Hytner dokonał nieznacznych skrótów w oryginalnym tekście, zachowując podstawowe schematy i konflikty sztuki. Triumfujący Juliusz Cezar okazuje się zagrożeniem dla obrońców republiki, którzy dostrzegają w nim wschodzącego dyktatora. Dokonują mordu, po którym rozpoczyna się krwawa wojna domowa między stronnictwem obrońców starego ładu a zwolennikami Cezara. Realia antycznego konfliktu reżyser przenosi do współczesnej Anglii. Wpuszcza widzów na scenę Bridge Theatre, dając im możliwość uczestnictwa w wielkim politycznym show. Polscy widzowie mogli zobaczyć podobny zabieg w "Sprawie Dantona" w reżyserii Pawła Łysaka, tyle że w bydgoskim spektaklu punktem odniesienia była rewolucja francuska.

U Hytnera Juliusz Cezar (David Calder) jest ulubieńcem mediów i wytrawnym politykiem. Z powodzeniem operuje swoim wizerunkiem "człowieka ludu". Na początku spektaklu, tuż przed pojawieniem się tytułowej postaci, odbywa się wielki wiec poparcia dla zdobywcy Galii. Wynajęty muzyczny zespół gra motywacyjne piosenki typu "The eye of the tiger" czy "Seven nations arms". Statyści trzymają plansze z wizerunkiem Cezara i napisem "Do this". On sam ubrany jest w skórzaną kurtkę i czapkę z daszkiem. Na jego piersi widnieje znany herb legionów - złoty orzeł na czerwonym tle. Silny i pewny siebie Cezar jest zarazem perfekcyjnym graczem. Zręcznie inscenizuje swoje trzykrotne odepchnięcie korony króla Rzymu, po którym widowiskowo mdleje. Tuż przed przemówieniem na idach marcowych puszcza po widowni sektorówkę ze swoim ukochanym herbem.
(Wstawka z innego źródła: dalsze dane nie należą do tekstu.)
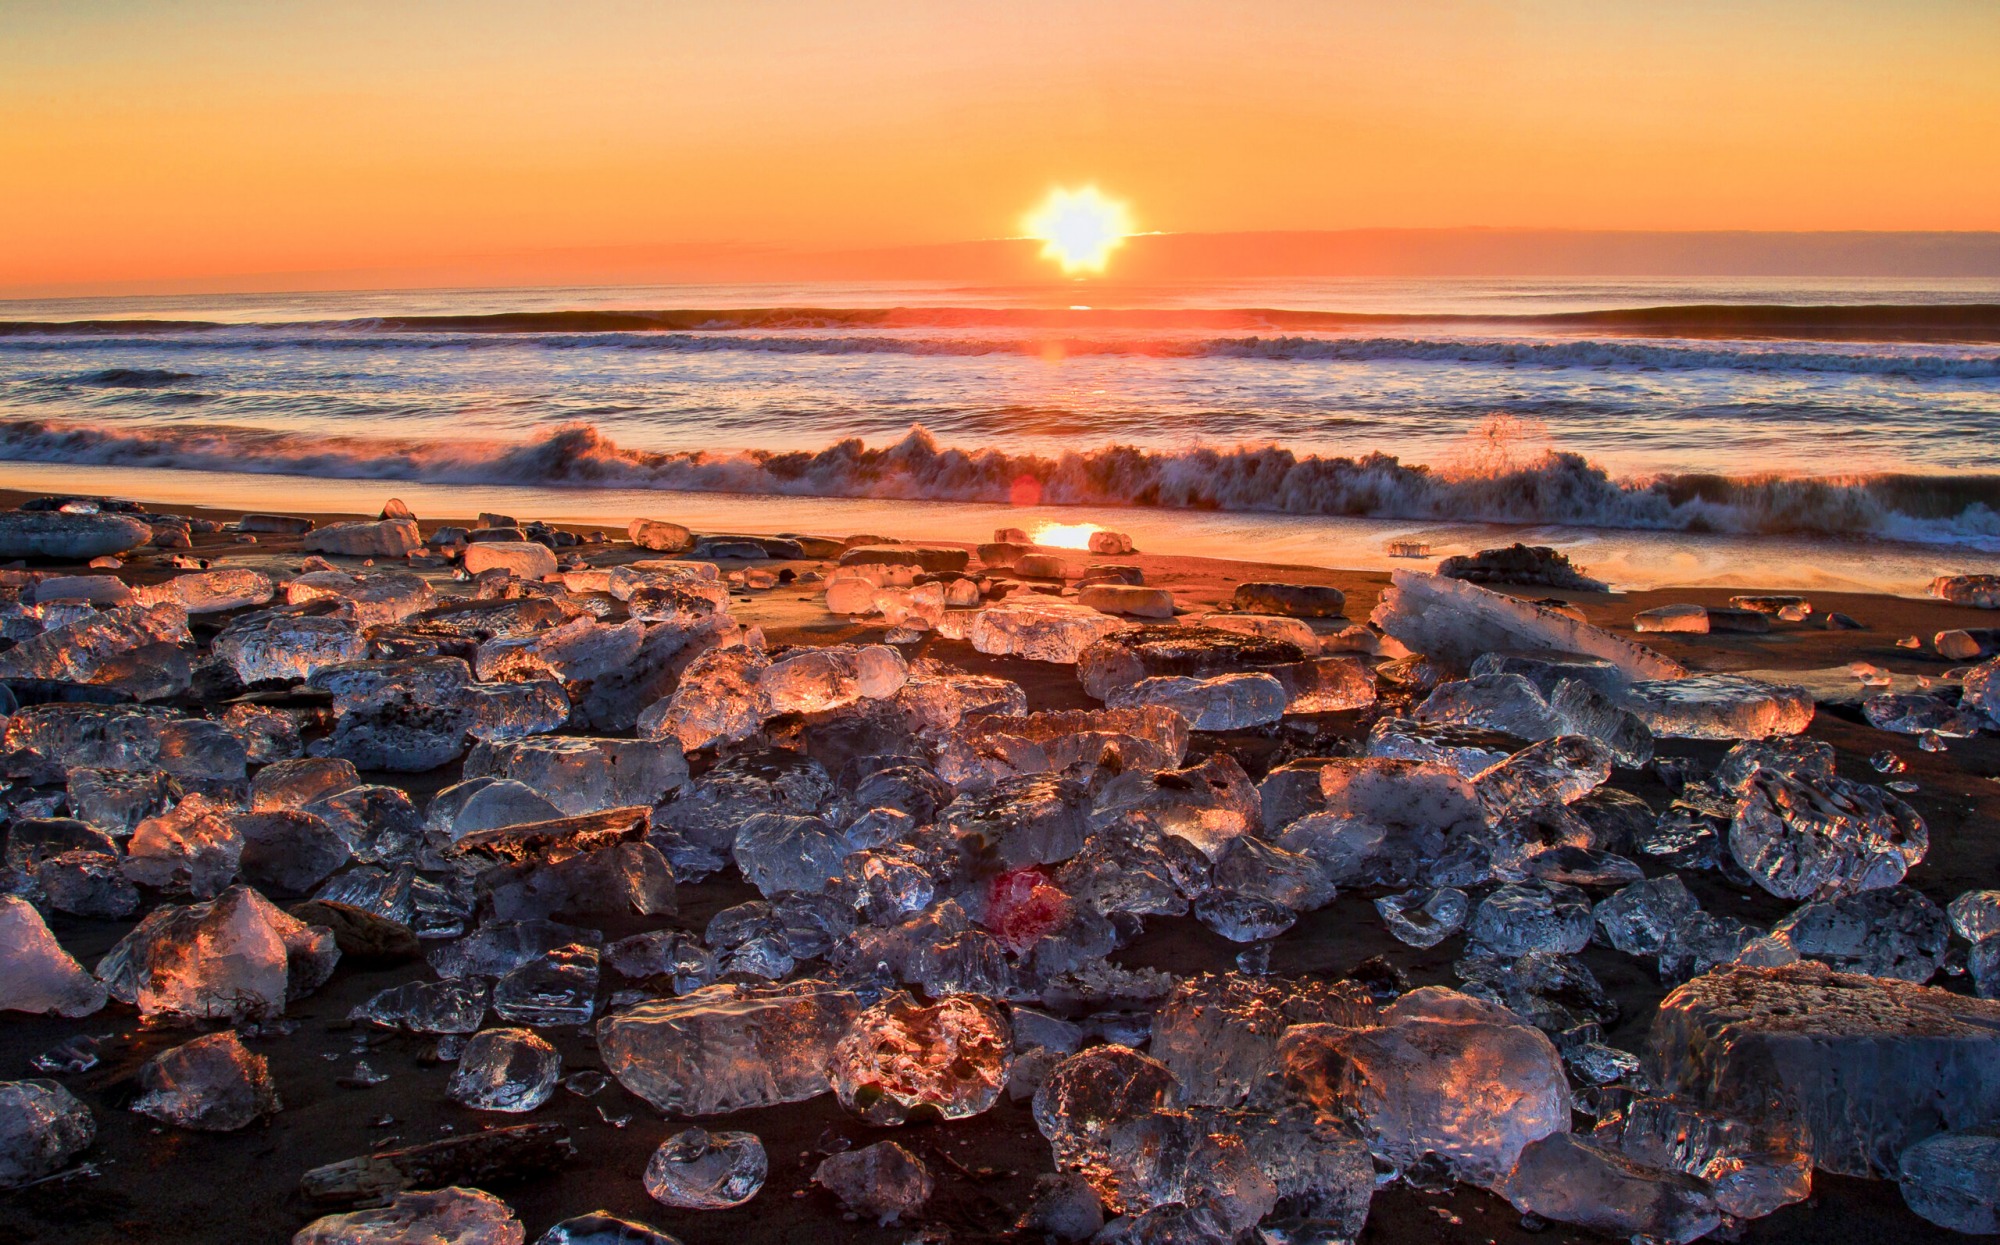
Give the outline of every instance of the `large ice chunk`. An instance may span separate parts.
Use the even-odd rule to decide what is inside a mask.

Jest otwarty jedynie na pokaz. De facto gardzi republikanami i częścią społeczeństwa. To człowiek, który przy użyciu demokratycznych mechanizmów stopniowo zawłaszcza całą scenę polityczną. Taki Frank Underwood w Szekspirowskim kostiumie.

Zrozumiałe wydaje się zatem postępowanie zwolenników starego porządku. W przeciwieństwie do niego są oni jednak pełni wątpliwości i brakuje wśród nich lidera. Czy może nim być fanatyczny Kasjusz, tutaj przybierający postać Kasji (Michelle Fairley)? Bezbarwni Kaska lub Treboniusz? Spiskowcy próbują wypchnąć na pierwszy plan Brutusa (Ben Whishaw) - tutaj ukazanego jako intelektualistę, nie kryjącego swojego idealistycznego podejścia do świata. Świadectwem jego credo jest książka "O cnocie". Ale wyrwany z biblioteki Brutus nie odnajduje się w roli politycznego lidera. Kluczowa jest tu scena mordu na Cezarze (ukazanego tu jako postrzelenie). Obrońcy republiki stają wokół skrwawionego ciała i wznoszą okrzyki o konieczności pójścia na Kapitol Ale nikt z nich tego nie robi. Spiskowcy nie mają żadnego pomysłu na alternatywę dla Juliusza. Republika pogrąża się w wojnie.

Czy następcą Cezara może być zatem Marek Antoniusz (David Morrissey)? Wierny towarzysz zamordowanego przywódcy okazuje się równie zręcznym manipulantem jak on. Wyprowadza w pole spiskowców, udając przyjaźń względem Brutusa. Korzysta z jego naiwności, by poprzysiąc zemstę. W znakomitym monologu nad trumną Juliusza Morrissey sięga po swój aktorski warsztat, stopniując napięcie według najlepszych podręczników retoryki. Paradoksalnie, cyniczny Antoniusz okazuje się zarazem ostatnim człowiekiem ,,starych wartości". Gdy kończy się wojna domowa (oddana realistycznie przy pomocy dźwięków karabinów maszynowych, huków i blasków świateł stroboskopowych), pochyla się z żalem nad ciałem martwego Brutusa. Na nowego lidera wyrasta Oktawian (Kit Young), jeden z triumwirów stających naprzeciwko republikanów. Ostatnia scena pokazuje go jako triumfującego w blasku reflektorów. Historia sama dopisuje epilog do tej opowieści, podchwyconej przez Szekspira i Hytnera - pamiętajmy, że Oktawian i Antoniusz w końcu stanęli przeciwko sobie, walcząc o ostateczny prymat po zamordowanym Cezarze.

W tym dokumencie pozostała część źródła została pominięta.